While digital printing is rapidly gaining importance, especially in the packaging industry, one question remains: how can we simulate Pantone colours and custom brand colours with a fixed set of four to seven inks?


GMG ColorServer and OpenColor have colour conversion fully under control. The results are convincing. However, in order to prove this to potential clients, digital printing now has an undeniably compelling argument: GMG ColorBook – it looks like a regular colour guide, but there is more to it.


Peter Schöffler, product manager, explained: ‘In digital printing, GMG ColorBook is a Pantone licensed colour reference for simulating Pantone and custom brand colours based on a precise set of real print conditions. We are not talking about a regular colour guide, but one created on your own press – in real printing conditions. In short: GMG ColorBook shows the actual end result because it is produced under production conditions, on the same press, using the same inks, and on the production substrate.’
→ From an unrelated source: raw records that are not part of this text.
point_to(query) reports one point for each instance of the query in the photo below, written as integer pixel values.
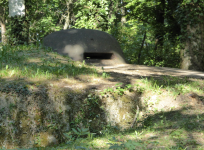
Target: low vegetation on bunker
(43, 106)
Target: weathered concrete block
(86, 44)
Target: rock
(93, 46)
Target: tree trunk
(140, 51)
(3, 32)
(68, 17)
(159, 31)
(192, 56)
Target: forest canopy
(150, 32)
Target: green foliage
(118, 89)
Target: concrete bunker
(93, 46)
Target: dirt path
(141, 70)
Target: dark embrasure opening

With this new solution, the company provides a sales tool for printers who want to physically demonstrate their colour competence in digital printing before an order is placed. In addition, the ColorBook establishes a building block for reliable colour communication. ‘From design to pre-press, from the pressroom to the clients and brands – if everyone’s expectations are aligned, we create reassuring process reliability from start to finish,’ said Peter.
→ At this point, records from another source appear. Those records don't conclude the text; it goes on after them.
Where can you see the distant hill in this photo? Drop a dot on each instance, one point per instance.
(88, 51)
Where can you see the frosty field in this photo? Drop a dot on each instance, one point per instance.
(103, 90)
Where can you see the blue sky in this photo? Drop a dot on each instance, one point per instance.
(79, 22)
Iain Pike, director of licensing at Pantone, said: ‘Printers and their brand and design clients can quickly and easily compare GMG ColorBook to the Pantone Formula Guide Solid Coated because the page numbers and layout are identical between these references, thereby setting the right colour expectations based on the digital printing job parameters.’


GMG ColorBook comes as an option to ColorServer and OpenColor. ‘It appears as a single additional button in the user interface,’ said Peter. ‘With only a few extra clicks, users can take a big step in quality and consistency for digital print.’